A Ball Bar Measurement Scheme with Single-Axis Rotation Modes for Position-Independent Geometric Error Identification in Dual Rotary Table Five-Axis Machine Tools

Position-independent geometric errors (PIGEs) of rotary axes are critical factors limiting the machining accuracy of five-axis machine tools. Aiming at the accurate identification of rotary-axis PIGEs for dual rotary table five-axis machine tools, this study proposes an improved double ball bar (BB) measurement scheme. This scheme features excellent decoupling performance, convenient operation and high efficiency: complete error decoupling is realized via independent single-axis rotary measurement; a standard fixed-length ball bar is adopted without any auxiliary fixtures to effectively reduce setup-induced errors; a non-iterative analytical algorithm based on circular eccentricity fitting is developed to accurately identify all geometric errors of rotary axes. Based on homogeneous coordinate transformation theory and the fundamental BB measurement principle, mathematical models that correlate rotary-axis PIGEs with BB length deviations are established for four designed measurement modes. By constraining only one single rotary axis to move while fully locking all other axes during each test, the proposed method enables BB measurement data to exclusively reflect the geometric errors of the tested rotary axis, thereby fundamentally eliminating geometric error coupling induced by multiple axes. Subsequently, the correlation between PIGEs and BB length variations is quantitatively analyzed via numerical simulation. On this basis, an analytical PIGE identification strategy is developed using circular eccentricity fitting of measured BB trajectory data.
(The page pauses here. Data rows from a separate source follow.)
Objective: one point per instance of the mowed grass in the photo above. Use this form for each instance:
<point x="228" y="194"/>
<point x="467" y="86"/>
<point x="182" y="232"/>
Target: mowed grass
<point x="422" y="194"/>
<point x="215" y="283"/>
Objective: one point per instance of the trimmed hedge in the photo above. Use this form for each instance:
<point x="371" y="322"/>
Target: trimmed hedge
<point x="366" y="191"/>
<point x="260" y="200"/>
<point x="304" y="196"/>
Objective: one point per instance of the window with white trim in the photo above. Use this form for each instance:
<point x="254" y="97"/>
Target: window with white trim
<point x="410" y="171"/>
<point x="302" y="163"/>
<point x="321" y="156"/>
Taking a typical BC-type dual rotary table five-axis machine tool as the experimental platform, all eight rotary-axis PIGEs are successfully identified and compensated. Experimental results demonstrate that the maximum positional error is reduced from 144.53 μm to 7.72 μm, achieving an overall accuracy improvement rate of 79.48%. The proposed method enables high-precision PIGE decoupling and identification, effectively improves the machining precision of five-axis machine tools, and exhibits good applicability for dual rotary table machine tools, providing a reliable alternative for geometric error identification in five-axis machining systems.